This is my favorite line of watches from Breguet Watches Most Expensive Replica at this moment, and such as sister manufacturer Blancpain at The Swatch Group, I continue to urge that both of these manufacturers market their great sport watches separately from their more classic manner of timepieces that they are frequently more famous for.Premium-priced but excellent in mechanics and style, the Breguet Type XXI is one of the sexiest methods for demonstrating that you are a watch nerd. For me personally, this is one of the best pilot-style chronograph watches currently available. While nearly all of Breguet’s current lineup of watches are inspired by the work of Abraham-Louis Breguet (the brand’s namesake), the Breguet Type XX, Form XXI, and Type XXII pilot-style watches are inspired by 20th century Breguet timepieces which were made long after Abraham-Louis’ death in the early 19th century.In fact, it had been Louis Charles Breguet (the great-great grandson of the founder) who was in charge of creating the new pilot watches in the early-mid 20th century. From what I can tell, Breguet’s family was initially involved in actually making a airplane, and then only afterwards, around the 1960s based on Breguet, did they create their initial aviation wristwatch (after creating a couple of cockpit instrument clocks). That said, it was not until the 1950s, I think, that Breguet introduced the first Type XX watches which were in service by the French military until the 1980s. Yes, the Breguet Type XXI 3817 is a cosmetic upgrade to the existing collection, but it’s a collection which, in my view, deserves more choices – as a whole lot of watch lovers will really love these timepieces. It makes sense for a brand to offer an aesthetic array for its best versions, and while Breguet does possess more than 1 Type XXI, the more the merrier, in my estimation. This can be attached to a fitting calf leather strap. The Breguet Type XXI does look great on a strap, but for me, in addition, it looks killer on a bracelet – so I expect that’s an option also, today or later on.

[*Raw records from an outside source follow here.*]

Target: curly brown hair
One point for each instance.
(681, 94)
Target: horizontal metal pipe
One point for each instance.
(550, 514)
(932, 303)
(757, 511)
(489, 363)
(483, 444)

Having unveiled the Classique 7147 with a delicately beautiful enamel dial earlier in the year, Breguet has now dropped an enamel dial version of the thinnest automatic tourbillon on the market. Originally introduced in 2013 with a guilloché dial (as the ref. 5377), the Classique Tourbillon Extra-Plat Automatique 5367 checks in at just 7.45mm thick, case and all.
Measuring 42mm in diameter, the Classique Tourbillon Extra-Plat 5367 is available in both platinum and rose gold, in the classic Breguet style with a narrow bezel, straight lugs and reeded caseband.
The only difference lies in the dial, which is now grand feu enamel and rid of its power reserve indicator. It features the same off-centre layout as on the guilloche version – a feature found on many historical excentré Breguet pocket watches – but with Breguet numerals in black lacquer. And the minute track is again inspired by 19th century Breguet pocket watches, with tiny lozenges for the quarters and a mystical symbol every five minutes.
The watch is powered by the cal. 581 that has a tourbillon regulator running at 4Hz. In contrast to the understated dial, the movement is richly decorated – the bridges, barrel and oscillating weight are all hand-engraved.
While the dial is classically styled, the tourbillon is contemporary in construction and materials. The tourbillon cage is made of titanium, with both the balance spring and lever escapement made of silicon. And the barrel mounted on roller bearings instead of a traditional pivot point – helping the movement stay remarkably thin – while still managing an impressive 80-hour power reserve.
Another reason the movement measures just 3mm thick is the peripheral winding system. The narrow, semi-circular platinum rotor is mounted around the edge of the calibre, instead of adding height on top of the movement bridges.
Price and Availability
The Breguet Classique Tourbillon Extra-Plat Automatique 5367 (ref. 5367BR299WU) is expected to be priced slightly lower than the existing model with a guilloche dial, which costs US$149,500 or S$214,800 in pink gold.